It’s now standard practice in ERs and ORs across the land to perform a “Time Out” — a brief pause before starting a significant procedure (say, an amputation or a chest tube placement) — at which point everyone on the team verifies that they’re about to do the right procedure on the right patient on the proper side.
The practice of “Time Outs” makes everyone feel better that they’re not about to do something catastrophically wrong, and may prevent a rare, rare error now and then. Plus, it’s required.
But now, researchers at Johns Hopkins are advancing a more thorough practice: the brief Time Out is being challenged by a 2-minute conversation, in which participants talk about themselves, their perceived role in the procedure, and who knows what else.

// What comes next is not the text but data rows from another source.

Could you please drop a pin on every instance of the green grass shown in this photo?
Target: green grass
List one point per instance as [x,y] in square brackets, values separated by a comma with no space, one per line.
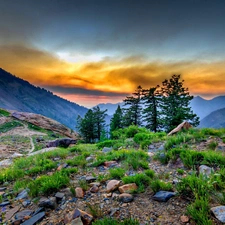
[9,126]
[4,112]
[111,221]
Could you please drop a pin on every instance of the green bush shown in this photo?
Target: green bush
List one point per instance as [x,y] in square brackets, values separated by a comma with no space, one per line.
[117,173]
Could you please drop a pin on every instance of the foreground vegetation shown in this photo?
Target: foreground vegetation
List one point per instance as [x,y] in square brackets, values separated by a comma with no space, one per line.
[130,150]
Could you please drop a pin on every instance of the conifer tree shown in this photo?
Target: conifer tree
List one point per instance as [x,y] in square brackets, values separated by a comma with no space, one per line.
[133,113]
[92,125]
[117,120]
[151,112]
[175,104]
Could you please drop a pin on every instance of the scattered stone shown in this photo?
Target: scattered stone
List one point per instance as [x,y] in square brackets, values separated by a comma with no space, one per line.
[4,203]
[48,203]
[110,163]
[184,125]
[205,170]
[59,196]
[112,185]
[184,219]
[94,189]
[125,198]
[106,149]
[79,192]
[163,196]
[33,220]
[63,142]
[219,212]
[90,179]
[22,195]
[26,203]
[20,215]
[128,188]
[9,214]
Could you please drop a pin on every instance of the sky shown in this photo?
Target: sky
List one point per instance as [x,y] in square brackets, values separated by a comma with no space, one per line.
[99,51]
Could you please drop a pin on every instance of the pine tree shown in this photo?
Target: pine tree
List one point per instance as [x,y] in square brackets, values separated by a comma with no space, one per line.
[117,120]
[86,126]
[99,121]
[175,104]
[151,112]
[133,113]
[91,127]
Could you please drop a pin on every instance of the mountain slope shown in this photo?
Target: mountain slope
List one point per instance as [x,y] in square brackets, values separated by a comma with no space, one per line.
[203,107]
[215,119]
[20,95]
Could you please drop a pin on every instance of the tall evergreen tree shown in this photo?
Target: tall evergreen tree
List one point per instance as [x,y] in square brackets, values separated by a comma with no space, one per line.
[133,113]
[92,125]
[117,120]
[99,121]
[175,104]
[86,126]
[152,98]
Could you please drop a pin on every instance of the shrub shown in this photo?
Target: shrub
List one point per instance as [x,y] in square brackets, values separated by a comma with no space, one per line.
[117,173]
[158,185]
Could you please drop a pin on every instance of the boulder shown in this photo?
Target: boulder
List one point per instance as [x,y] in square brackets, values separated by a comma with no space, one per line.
[63,142]
[45,123]
[128,188]
[185,125]
[112,185]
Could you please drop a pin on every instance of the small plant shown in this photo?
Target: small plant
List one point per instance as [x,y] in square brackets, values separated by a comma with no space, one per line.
[117,173]
[158,185]
[180,171]
[83,184]
[212,145]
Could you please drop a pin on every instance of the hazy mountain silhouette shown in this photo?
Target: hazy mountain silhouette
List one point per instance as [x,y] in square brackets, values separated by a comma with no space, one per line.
[215,119]
[20,95]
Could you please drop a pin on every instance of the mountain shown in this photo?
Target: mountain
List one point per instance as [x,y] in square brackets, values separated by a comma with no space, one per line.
[20,95]
[203,107]
[215,119]
[200,106]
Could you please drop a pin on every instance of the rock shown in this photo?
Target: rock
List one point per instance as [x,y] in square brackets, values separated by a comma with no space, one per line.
[63,142]
[219,212]
[22,214]
[86,218]
[128,188]
[205,170]
[62,166]
[90,179]
[184,219]
[110,163]
[22,195]
[45,123]
[125,197]
[184,125]
[94,189]
[163,196]
[33,220]
[59,196]
[9,214]
[106,149]
[112,185]
[79,192]
[4,203]
[48,203]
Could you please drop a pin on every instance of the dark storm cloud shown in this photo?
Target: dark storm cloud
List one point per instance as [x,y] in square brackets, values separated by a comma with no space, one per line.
[83,91]
[155,26]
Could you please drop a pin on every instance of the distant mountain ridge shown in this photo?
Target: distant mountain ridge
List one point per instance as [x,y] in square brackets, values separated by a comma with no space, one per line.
[216,119]
[18,94]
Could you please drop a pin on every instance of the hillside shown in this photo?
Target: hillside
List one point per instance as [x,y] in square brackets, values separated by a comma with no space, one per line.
[215,119]
[145,178]
[20,95]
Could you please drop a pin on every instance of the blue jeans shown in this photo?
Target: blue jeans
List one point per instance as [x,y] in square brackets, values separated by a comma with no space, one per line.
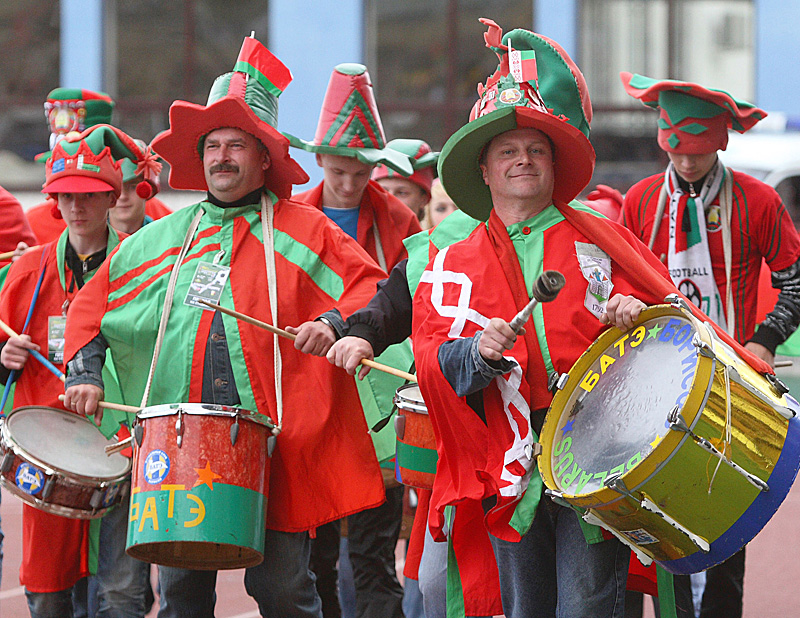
[282,585]
[121,580]
[554,572]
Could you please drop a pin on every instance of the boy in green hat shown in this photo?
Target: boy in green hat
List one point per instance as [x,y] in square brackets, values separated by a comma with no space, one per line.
[713,227]
[275,259]
[83,176]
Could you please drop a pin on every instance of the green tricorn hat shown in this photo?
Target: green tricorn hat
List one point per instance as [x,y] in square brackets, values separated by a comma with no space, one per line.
[693,119]
[537,86]
[349,124]
[72,111]
[245,99]
[422,158]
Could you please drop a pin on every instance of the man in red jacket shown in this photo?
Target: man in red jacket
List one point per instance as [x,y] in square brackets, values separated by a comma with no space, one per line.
[349,142]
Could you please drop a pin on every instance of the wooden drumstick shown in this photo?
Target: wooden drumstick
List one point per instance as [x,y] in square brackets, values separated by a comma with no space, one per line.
[278,331]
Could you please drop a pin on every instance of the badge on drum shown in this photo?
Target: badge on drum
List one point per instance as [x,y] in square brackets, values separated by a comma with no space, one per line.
[29,479]
[56,325]
[596,268]
[207,284]
[156,467]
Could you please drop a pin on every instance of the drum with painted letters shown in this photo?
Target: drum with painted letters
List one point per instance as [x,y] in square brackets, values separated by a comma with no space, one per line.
[55,461]
[200,486]
[664,436]
[416,445]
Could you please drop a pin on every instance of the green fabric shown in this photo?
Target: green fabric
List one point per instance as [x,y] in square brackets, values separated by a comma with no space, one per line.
[417,459]
[455,590]
[666,593]
[376,392]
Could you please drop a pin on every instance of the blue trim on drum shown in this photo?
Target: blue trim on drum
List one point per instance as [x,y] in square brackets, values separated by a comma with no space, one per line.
[755,517]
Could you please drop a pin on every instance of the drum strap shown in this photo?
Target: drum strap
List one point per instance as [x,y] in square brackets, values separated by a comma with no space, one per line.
[268,233]
[173,278]
[379,246]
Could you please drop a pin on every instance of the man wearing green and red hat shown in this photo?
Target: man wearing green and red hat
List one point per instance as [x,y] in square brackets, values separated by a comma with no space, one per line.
[349,143]
[415,190]
[69,111]
[275,259]
[714,226]
[83,176]
[519,163]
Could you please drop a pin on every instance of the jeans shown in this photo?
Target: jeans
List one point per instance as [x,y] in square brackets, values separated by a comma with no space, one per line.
[121,580]
[282,585]
[554,572]
[372,538]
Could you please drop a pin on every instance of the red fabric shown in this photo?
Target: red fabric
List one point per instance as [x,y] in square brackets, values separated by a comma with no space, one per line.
[54,549]
[13,224]
[761,229]
[471,453]
[47,228]
[395,221]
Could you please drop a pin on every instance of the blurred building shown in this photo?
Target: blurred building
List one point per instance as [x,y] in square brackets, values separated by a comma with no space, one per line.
[425,58]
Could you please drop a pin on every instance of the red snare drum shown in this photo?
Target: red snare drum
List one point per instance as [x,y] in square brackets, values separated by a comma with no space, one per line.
[200,486]
[416,444]
[55,461]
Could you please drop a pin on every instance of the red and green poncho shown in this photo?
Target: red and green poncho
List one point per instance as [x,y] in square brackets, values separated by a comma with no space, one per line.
[324,466]
[761,229]
[462,288]
[394,219]
[55,550]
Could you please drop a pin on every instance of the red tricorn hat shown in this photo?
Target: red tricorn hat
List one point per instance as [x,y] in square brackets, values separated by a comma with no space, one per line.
[245,99]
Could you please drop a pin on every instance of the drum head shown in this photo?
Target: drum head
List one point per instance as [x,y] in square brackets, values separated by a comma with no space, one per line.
[618,397]
[409,397]
[64,441]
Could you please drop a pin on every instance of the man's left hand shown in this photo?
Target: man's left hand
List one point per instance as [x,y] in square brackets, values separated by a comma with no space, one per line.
[762,352]
[622,311]
[313,337]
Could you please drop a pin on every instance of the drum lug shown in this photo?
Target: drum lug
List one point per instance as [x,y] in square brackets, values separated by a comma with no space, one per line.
[400,426]
[8,461]
[138,434]
[777,384]
[49,484]
[234,432]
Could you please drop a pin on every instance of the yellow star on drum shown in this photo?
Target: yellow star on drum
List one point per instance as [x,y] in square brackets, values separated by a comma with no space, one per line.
[206,475]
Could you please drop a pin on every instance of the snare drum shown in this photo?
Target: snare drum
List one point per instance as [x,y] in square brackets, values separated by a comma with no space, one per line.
[55,461]
[200,486]
[664,436]
[416,444]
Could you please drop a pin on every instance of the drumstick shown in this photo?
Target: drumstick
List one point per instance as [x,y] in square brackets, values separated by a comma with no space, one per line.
[545,288]
[48,365]
[278,331]
[9,254]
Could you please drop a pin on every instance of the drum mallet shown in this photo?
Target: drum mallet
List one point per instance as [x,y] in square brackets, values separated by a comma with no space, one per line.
[545,288]
[279,331]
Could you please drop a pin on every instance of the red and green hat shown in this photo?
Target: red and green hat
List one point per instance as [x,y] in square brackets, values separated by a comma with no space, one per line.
[693,119]
[349,124]
[245,99]
[73,110]
[537,86]
[422,158]
[92,161]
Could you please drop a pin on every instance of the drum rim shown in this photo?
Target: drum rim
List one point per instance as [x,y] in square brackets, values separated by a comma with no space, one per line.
[208,409]
[407,404]
[669,444]
[50,469]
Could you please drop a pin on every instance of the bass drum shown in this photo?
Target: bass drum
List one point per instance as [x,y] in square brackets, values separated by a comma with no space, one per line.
[664,436]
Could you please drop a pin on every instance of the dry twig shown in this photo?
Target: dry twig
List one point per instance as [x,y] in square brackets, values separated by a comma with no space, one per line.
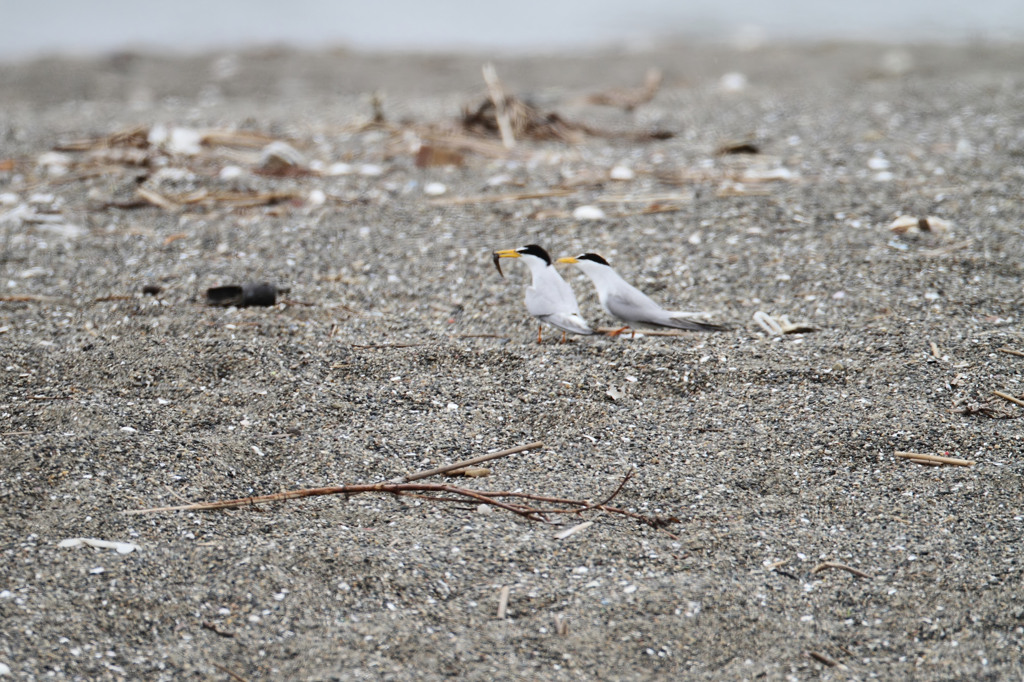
[503,601]
[835,564]
[1009,397]
[934,459]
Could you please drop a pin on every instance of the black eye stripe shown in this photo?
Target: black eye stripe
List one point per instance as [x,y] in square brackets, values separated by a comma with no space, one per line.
[594,257]
[535,250]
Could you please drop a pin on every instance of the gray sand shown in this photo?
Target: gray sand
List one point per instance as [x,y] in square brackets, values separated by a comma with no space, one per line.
[398,348]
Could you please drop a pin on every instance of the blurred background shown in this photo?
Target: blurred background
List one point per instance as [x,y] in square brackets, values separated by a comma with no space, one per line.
[73,28]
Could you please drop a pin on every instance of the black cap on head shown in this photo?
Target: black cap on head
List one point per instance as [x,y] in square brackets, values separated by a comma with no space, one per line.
[535,250]
[594,257]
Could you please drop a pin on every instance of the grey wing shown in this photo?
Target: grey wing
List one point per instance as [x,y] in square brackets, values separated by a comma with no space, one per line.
[568,322]
[681,321]
[551,296]
[632,305]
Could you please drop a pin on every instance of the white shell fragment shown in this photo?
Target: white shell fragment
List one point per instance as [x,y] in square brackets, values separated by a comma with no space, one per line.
[230,173]
[120,548]
[434,188]
[588,212]
[339,168]
[279,156]
[186,141]
[622,173]
[732,82]
[779,326]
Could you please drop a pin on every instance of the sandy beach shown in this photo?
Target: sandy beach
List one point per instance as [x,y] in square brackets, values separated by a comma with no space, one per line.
[870,196]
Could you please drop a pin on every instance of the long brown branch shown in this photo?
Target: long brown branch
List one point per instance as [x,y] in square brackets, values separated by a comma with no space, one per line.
[437,493]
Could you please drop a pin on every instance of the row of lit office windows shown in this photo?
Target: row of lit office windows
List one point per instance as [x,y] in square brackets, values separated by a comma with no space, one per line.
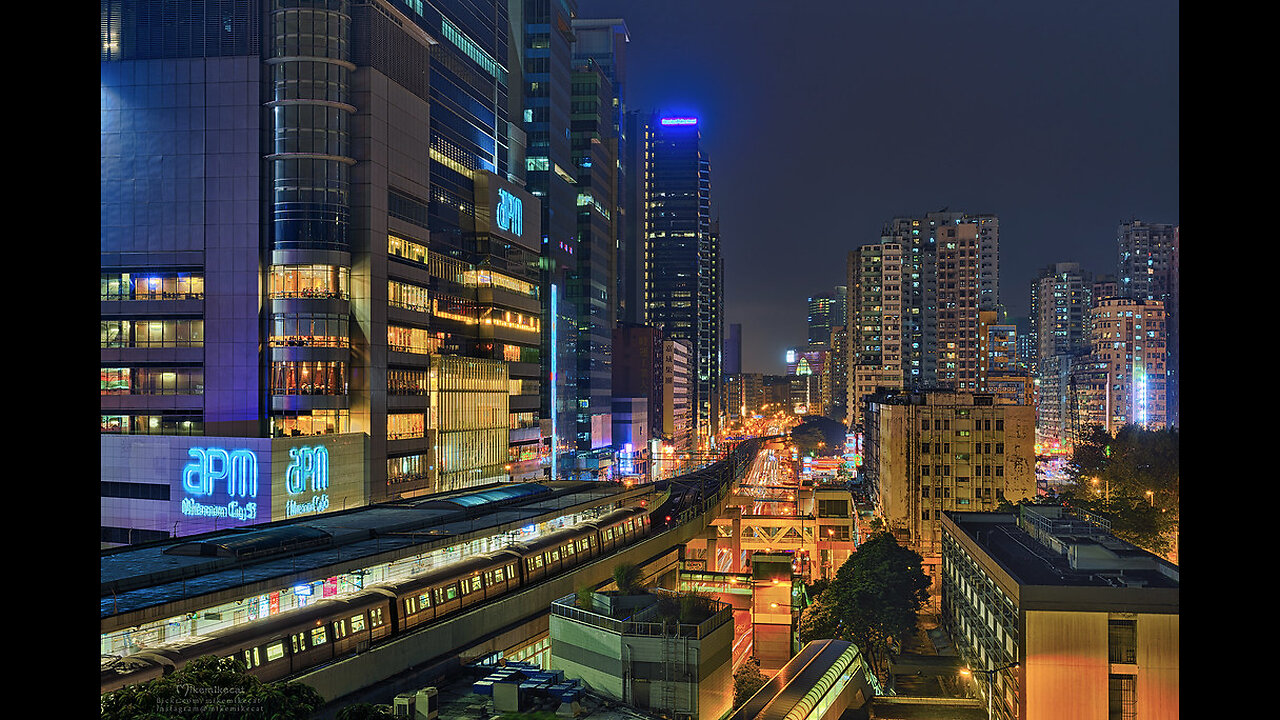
[152,286]
[152,381]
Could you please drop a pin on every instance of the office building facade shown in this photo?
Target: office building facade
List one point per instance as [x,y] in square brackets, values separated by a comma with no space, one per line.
[684,283]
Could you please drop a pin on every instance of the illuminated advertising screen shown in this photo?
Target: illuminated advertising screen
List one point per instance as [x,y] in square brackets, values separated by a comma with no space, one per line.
[506,210]
[318,474]
[196,484]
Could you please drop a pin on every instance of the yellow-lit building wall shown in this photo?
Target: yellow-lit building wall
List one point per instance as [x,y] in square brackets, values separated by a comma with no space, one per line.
[1066,669]
[1157,665]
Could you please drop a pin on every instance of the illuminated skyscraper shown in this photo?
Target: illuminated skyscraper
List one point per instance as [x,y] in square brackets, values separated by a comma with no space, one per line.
[314,244]
[684,283]
[1061,300]
[1147,269]
[1129,338]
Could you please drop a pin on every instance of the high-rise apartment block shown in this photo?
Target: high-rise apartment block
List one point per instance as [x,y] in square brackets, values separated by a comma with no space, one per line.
[826,310]
[1050,611]
[1129,340]
[684,285]
[936,273]
[316,250]
[1147,268]
[1061,297]
[876,309]
[928,452]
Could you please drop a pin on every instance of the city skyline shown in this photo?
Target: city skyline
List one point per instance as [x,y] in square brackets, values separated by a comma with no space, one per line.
[1063,121]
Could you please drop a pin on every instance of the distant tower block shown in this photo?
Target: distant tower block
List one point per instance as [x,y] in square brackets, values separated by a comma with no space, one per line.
[772,620]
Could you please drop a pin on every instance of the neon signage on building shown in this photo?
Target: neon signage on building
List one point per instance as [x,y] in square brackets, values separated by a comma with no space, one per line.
[204,477]
[510,213]
[309,469]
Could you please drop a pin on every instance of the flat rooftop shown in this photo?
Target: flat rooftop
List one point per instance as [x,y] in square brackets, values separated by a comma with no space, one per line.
[1072,559]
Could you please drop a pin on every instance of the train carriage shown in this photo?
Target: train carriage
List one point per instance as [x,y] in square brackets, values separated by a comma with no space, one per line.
[287,643]
[447,589]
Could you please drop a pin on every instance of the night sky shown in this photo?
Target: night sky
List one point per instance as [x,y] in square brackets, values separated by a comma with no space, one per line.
[823,119]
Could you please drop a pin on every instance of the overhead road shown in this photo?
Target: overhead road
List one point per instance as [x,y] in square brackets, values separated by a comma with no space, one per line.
[694,500]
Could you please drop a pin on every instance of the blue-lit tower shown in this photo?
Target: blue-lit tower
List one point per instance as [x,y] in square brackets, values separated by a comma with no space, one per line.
[547,63]
[684,283]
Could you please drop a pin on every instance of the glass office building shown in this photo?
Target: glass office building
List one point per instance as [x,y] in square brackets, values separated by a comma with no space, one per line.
[302,203]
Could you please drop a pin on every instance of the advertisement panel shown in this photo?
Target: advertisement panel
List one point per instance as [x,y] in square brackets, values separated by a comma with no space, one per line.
[506,210]
[195,484]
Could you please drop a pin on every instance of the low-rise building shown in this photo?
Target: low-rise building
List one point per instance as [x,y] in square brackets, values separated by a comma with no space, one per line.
[936,451]
[1051,611]
[624,648]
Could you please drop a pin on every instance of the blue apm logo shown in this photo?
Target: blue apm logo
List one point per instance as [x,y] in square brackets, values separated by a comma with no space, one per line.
[310,464]
[238,468]
[510,213]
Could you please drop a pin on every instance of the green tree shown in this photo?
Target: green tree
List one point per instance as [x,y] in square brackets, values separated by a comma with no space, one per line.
[748,679]
[1133,519]
[629,578]
[818,436]
[1132,478]
[365,711]
[873,600]
[211,688]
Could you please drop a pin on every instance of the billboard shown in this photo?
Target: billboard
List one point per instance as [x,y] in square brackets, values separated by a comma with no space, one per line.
[503,209]
[187,484]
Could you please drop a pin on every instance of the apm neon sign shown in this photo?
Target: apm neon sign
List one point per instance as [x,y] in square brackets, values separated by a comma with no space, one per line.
[510,213]
[213,465]
[310,465]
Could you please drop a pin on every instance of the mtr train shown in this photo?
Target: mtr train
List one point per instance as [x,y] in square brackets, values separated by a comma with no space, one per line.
[287,643]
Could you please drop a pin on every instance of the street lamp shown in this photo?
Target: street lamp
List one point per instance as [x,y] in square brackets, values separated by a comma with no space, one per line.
[991,682]
[1107,487]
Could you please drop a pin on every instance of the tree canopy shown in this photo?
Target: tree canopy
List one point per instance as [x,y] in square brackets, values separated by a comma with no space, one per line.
[748,679]
[211,688]
[1133,479]
[818,436]
[872,601]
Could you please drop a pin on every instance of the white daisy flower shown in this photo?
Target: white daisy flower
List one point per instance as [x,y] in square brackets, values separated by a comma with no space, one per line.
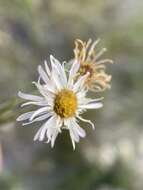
[62,99]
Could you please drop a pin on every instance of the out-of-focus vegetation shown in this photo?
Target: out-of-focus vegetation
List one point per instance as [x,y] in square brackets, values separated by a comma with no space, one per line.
[109,158]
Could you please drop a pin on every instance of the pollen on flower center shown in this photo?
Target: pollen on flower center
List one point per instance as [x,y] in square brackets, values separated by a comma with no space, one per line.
[65,103]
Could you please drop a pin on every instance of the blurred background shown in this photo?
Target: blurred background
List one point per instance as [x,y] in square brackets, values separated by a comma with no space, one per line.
[109,158]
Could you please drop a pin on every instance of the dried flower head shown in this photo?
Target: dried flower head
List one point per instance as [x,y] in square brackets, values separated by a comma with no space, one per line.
[91,63]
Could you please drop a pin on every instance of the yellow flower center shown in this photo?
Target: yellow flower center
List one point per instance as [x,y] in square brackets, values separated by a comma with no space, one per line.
[65,103]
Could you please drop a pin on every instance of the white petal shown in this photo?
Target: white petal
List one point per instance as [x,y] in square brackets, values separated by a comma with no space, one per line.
[81,132]
[39,112]
[73,71]
[40,135]
[44,90]
[41,103]
[95,105]
[29,96]
[54,137]
[25,116]
[47,68]
[57,65]
[43,74]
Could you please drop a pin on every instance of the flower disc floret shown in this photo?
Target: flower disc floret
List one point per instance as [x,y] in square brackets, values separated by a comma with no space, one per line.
[65,103]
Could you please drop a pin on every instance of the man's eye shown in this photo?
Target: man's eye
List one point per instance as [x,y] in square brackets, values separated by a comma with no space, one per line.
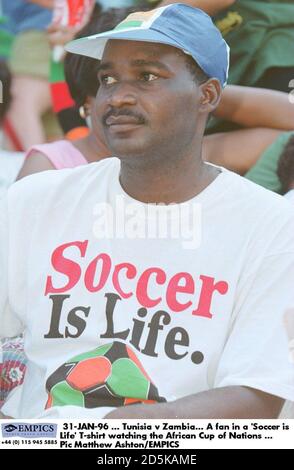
[108,80]
[149,77]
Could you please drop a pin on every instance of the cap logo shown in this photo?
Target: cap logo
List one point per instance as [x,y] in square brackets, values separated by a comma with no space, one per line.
[140,19]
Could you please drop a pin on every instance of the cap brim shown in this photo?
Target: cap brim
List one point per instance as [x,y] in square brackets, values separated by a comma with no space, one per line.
[93,46]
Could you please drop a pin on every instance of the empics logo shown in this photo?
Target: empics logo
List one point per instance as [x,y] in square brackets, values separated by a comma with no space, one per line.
[29,430]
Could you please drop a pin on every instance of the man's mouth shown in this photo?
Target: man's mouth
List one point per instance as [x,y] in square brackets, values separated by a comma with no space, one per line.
[123,123]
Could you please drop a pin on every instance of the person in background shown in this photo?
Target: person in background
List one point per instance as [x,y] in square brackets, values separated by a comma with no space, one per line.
[10,162]
[147,308]
[30,118]
[286,170]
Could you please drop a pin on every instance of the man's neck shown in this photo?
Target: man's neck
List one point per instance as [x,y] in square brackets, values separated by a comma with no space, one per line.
[92,148]
[167,183]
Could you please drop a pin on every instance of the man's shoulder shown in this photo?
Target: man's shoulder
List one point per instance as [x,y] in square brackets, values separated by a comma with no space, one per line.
[43,184]
[255,196]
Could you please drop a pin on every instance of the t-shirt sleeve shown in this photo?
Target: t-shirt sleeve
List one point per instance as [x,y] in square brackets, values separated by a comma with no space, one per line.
[256,353]
[10,325]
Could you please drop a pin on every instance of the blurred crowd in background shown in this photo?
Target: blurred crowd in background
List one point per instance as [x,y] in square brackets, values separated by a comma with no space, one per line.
[48,96]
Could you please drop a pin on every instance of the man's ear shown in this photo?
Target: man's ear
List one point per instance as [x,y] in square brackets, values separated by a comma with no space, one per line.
[210,94]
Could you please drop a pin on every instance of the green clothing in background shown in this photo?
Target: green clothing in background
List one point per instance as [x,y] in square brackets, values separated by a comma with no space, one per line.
[264,172]
[6,40]
[260,34]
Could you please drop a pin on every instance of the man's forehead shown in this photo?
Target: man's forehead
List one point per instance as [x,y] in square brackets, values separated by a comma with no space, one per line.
[130,49]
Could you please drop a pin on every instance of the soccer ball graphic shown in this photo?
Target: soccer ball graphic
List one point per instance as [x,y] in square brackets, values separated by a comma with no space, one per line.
[110,375]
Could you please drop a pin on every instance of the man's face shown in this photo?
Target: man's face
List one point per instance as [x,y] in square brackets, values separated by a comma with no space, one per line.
[147,100]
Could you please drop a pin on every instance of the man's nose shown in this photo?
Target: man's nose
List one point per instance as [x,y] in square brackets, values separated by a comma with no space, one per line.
[122,94]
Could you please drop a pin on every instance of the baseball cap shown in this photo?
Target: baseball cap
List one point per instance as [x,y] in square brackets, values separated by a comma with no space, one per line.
[177,25]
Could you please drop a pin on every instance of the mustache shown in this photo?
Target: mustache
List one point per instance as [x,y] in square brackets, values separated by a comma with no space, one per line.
[123,112]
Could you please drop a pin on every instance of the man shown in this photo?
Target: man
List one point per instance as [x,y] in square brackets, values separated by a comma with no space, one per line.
[152,277]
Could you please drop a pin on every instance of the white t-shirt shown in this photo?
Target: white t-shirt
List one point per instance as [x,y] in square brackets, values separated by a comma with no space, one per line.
[111,319]
[290,196]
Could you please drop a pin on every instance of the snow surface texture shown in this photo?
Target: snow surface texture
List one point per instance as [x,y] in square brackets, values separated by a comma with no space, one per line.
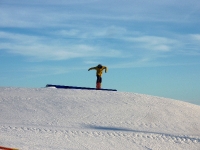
[49,119]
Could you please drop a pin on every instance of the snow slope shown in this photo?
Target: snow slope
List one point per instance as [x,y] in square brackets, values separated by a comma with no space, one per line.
[61,119]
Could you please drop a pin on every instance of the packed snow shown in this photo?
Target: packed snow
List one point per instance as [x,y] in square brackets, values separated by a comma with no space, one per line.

The briefing consists of a two-minute meeting during which all members of the OR team state their name and role, and the lead surgeon identifies and verifies such critical components of the operation as the patient’s identity, the surgical site and other patient safety concerns. The briefing is performed after anesthesia is administered and prior to incision.
Ah, perfect. The Hopkins guidelines take great care to make sure everyone is on the same page, that everyone relevant has expressed themselves… except they also require that the patient be asleep. You know, in our experience, sometimes the patient can be helpful in identifying themselves and the reason they’re having surgery.
Don’t get us wrong — we’re all for time-outs, but we suspect the added benefit of two minutes of forced conversation is significantly undercut by sedating the one person who’s got the most at stake — the patient.